I hit the answer after driving my new 2005 Toyota Prius a while. If I go slow enough, only the bright yellow arrows on the display flow, indicating that the car is running on the electric motor. During this time it is not using any gasoline. But I need to be careful, as the dull orange arrows indicating gasoline can come up any time. Further, many times when the Prius uses gasoline, a green arrow indicates that this gasoline is charging the battery. This is why you don't have to plug the car into the house current.

But that's too bad in a way. It still runs on gasoline, and it gets good gasoline mileage only because it makes maximum use of the energy used in driving the car, especially braking.
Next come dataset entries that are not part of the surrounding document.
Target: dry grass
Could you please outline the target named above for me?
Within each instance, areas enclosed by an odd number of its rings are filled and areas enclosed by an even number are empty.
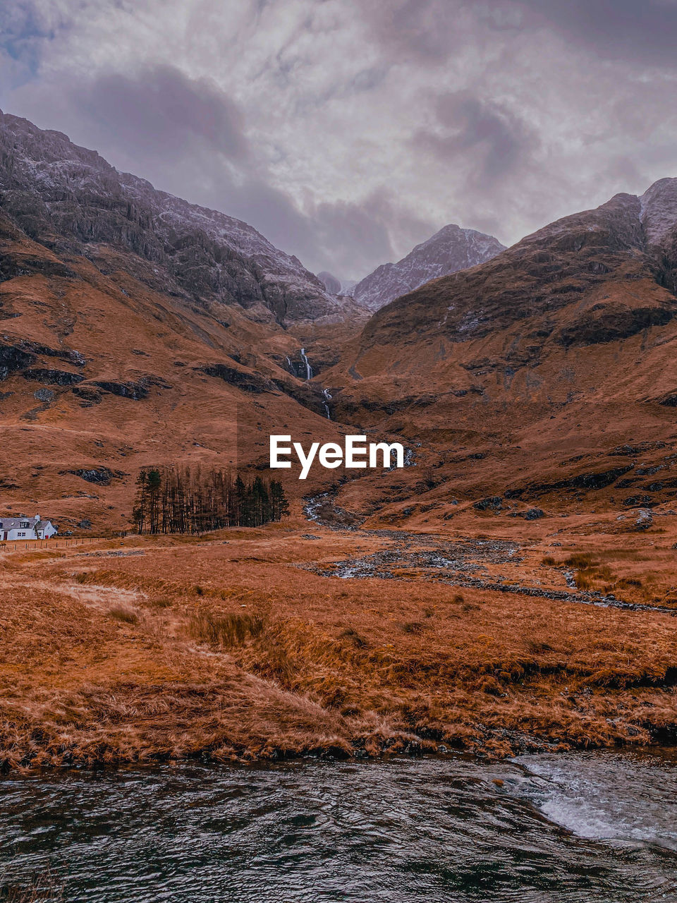
[[[64,898],[63,880],[50,869],[21,883],[5,881],[0,875],[2,903],[61,903]]]
[[[312,554],[324,562],[388,542],[322,536]],[[5,563],[0,761],[376,755],[441,741],[505,754],[675,737],[670,616],[320,577],[293,564],[308,545],[261,531]],[[577,562],[584,574],[610,566]],[[522,577],[543,580],[539,566],[525,559]],[[617,579],[627,591],[645,583]]]

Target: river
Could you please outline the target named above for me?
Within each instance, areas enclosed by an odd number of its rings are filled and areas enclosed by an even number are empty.
[[[674,903],[676,800],[670,750],[8,776],[0,886],[51,867],[68,903]]]

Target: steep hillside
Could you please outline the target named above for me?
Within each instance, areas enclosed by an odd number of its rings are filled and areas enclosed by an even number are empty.
[[[621,528],[677,502],[676,186],[617,195],[376,313],[324,378],[337,416],[406,437],[421,469],[340,504],[422,525],[606,509]]]
[[[133,254],[139,279],[188,304],[237,304],[281,324],[340,311],[317,276],[246,223],[156,191],[60,132],[2,112],[0,192],[3,212],[39,244],[99,268],[113,248]]]
[[[142,467],[255,469],[283,426],[334,435],[320,386],[296,376],[297,339],[154,291],[152,273],[107,245],[96,265],[55,253],[0,214],[3,513],[125,528]]]
[[[377,311],[431,279],[476,266],[504,250],[504,246],[490,235],[445,226],[396,264],[376,267],[357,283],[352,294],[357,303]]]

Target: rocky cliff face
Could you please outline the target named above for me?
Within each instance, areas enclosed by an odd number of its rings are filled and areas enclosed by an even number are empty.
[[[490,235],[445,226],[396,264],[378,266],[357,283],[353,297],[370,311],[377,311],[431,279],[477,266],[504,250],[505,247]]]
[[[97,263],[101,246],[149,287],[189,303],[237,304],[288,324],[340,303],[294,256],[251,226],[118,172],[60,132],[0,112],[0,209],[32,239]]]
[[[641,199],[617,194],[551,223],[482,266],[398,298],[367,323],[363,340],[463,342],[521,321],[533,331],[519,340],[534,348],[546,340],[589,345],[667,322],[677,312],[675,183],[663,180]],[[626,291],[633,284],[635,293]],[[604,293],[607,285],[617,291]]]

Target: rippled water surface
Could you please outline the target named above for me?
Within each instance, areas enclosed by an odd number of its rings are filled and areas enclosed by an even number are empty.
[[[670,753],[49,773],[0,782],[0,875],[51,865],[88,903],[675,903],[676,799]]]

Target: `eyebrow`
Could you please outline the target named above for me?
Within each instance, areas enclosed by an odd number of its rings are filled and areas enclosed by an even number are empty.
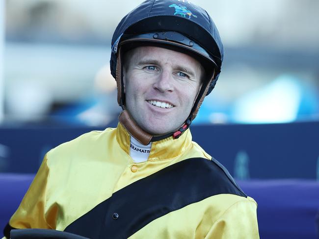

If it could be plugged into the house current, the motor would last longer, and less gasoline would be required. So I wondered why my Prius could not be plugged into house current and run solely on battery power when doing local errands. Most trips are short ones, so most of the time it would run on battery.

This would cause a huge drop in the car's gasoline production. Only the long vacation trips would require gasoline, and maybe not if hotels provide charging stations. That's a 90% drop in the most gasoline-using nation on earth. This much of a drop certainly would put a dent into the gasoline scarcity caused by peak oil.

This type of car is called a plugin hybrid, or PHEV. If most everyone used these, hardly any gasoline would be consumed in everyday activities. That would cause a huge drop in the demand for oil, perhaps 50% in the US and maybe the world as well; even China would want the new PHEVs. We would have the curious situation of the world in oil production decline after reaching the Hubbert peak, only to have demand lowered so drastically that a glut occurs.

These changes could be cataclysmic. US automakers may go bankrupt, and huge mountains of useless old cars, especially SUVs, would crowd the junk lots. So that solves the oil problem, at least for a while.

But it will return. Production will continue to decline, and with drastically lowered gasoline prices (maybe 50 cents a gallon?) everyone will want to drive all over the place. Eventually demand will exceed supply anyway. Further, the energy is not saved. It is merely shifted to the power grid, which runs mostly on coal and nuclear energy. There is plenty of both coal and uranium around, but both are finite fuels, and so the danger is that when the demand-supply point is reached again, it will affect not only travel, but electricity as well. Massive blackouts could occur in the 2010s.

But it buys us some time. This time should be used to get us used to using less energy, and it should be used to find renewable ways of generating energy, perhaps by solar and wind.